Despite the unlikelihood that states will be granted the right to file bankruptcy anytime soon, analysts are still debating the issue.The opponents of bankruptcy have come up with some very ridiculous theories about why bankruptcy would be “horrible” for states. One anti-bankruptcy theory is that if states are given the right to file bankruptcy then investors will demand more interest on their bonds and with more interest to pay, fewer potholes will be fixed.

“The higher the interest rate a state has to pay, the more potholes that can’t be filled,” says Marilyn Cohen of Envision Capital, a company that invests in bonds. “There’s a whole chain reaction.”

This is almost laughable.  Right now many states have much more than potholes to worry about.  States are already facing a real bankruptcy, just without the protections that municipalities get when they file bankruptcy. Bankruptcy in essence is insolvency and states such as California are already insolvent. Bankruptcy for them would probably enable them to fill the potholes in their state both figuratively and literally. Stopping them from cutting their debt through a formal bankruptcy won’t make their troubles go away.  What is happening now is that states are cutting funding to essential services because they are required by law to balance their budget (with the exception of Vermont).

Other opponents to state bankruptcy are saying that if states are allowed to declare bankruptcy, then it will turn into a “free for all” where all 50 states will go bankrupt and discharge or reduce their debts.

Some also question whether allowing states to go bankrupt would be wise economic policy in the long run. When a company or family cuts its debt through bankruptcy, it risks encouraging others to do the same, notes Dean Maki, chief U.S. economist at Barclays Capital. With states, the danger is greater.

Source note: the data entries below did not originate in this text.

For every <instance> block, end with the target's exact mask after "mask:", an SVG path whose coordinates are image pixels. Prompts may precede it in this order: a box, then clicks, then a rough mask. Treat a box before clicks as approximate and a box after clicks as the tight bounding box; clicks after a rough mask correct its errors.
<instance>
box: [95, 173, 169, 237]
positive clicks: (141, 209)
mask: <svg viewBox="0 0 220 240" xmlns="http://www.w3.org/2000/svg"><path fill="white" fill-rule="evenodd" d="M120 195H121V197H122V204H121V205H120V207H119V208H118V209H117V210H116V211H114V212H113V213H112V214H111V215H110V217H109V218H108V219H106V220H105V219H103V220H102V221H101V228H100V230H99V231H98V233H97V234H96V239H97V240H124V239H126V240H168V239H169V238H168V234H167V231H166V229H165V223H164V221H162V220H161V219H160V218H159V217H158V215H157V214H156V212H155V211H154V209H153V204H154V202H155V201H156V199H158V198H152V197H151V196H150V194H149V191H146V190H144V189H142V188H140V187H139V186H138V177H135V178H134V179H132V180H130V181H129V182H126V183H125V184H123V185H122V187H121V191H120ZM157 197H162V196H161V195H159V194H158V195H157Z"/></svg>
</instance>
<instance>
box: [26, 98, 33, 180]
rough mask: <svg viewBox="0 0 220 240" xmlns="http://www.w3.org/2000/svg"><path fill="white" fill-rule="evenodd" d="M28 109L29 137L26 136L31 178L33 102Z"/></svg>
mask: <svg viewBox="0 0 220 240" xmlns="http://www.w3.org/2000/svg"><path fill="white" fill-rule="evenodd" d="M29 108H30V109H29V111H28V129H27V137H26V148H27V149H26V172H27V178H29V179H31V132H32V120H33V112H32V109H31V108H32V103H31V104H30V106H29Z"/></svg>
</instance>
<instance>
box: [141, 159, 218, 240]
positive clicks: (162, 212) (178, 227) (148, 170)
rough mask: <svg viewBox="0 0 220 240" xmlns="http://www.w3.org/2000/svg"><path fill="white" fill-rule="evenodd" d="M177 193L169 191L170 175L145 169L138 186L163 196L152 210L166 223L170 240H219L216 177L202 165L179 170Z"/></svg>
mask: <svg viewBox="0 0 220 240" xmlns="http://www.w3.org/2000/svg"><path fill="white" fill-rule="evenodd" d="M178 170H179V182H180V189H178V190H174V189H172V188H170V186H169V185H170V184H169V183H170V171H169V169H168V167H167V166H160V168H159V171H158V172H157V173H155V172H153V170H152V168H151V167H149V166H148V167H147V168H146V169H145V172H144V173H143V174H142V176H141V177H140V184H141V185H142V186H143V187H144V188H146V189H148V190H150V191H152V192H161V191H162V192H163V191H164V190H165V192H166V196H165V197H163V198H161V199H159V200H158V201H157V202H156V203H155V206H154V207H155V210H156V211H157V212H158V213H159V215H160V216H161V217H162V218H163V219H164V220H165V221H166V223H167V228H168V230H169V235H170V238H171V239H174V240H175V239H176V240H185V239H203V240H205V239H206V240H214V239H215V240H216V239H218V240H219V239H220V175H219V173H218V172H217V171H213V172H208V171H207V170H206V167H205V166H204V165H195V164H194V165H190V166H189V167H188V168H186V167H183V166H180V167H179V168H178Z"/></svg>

Another illogic theory-how can Mr. Maki say that because one person files bankruptcy that it encourages others?  This is not a situation where bankruptcy debtors are trying to “keep up with the Joneses.”  Families are filing bankruptcy because they are in debt and need financial relief. And so is it with states. States are drowning in debt and quite logically are looking at all the options (and non-options) including changing the law so they can file bankruptcy.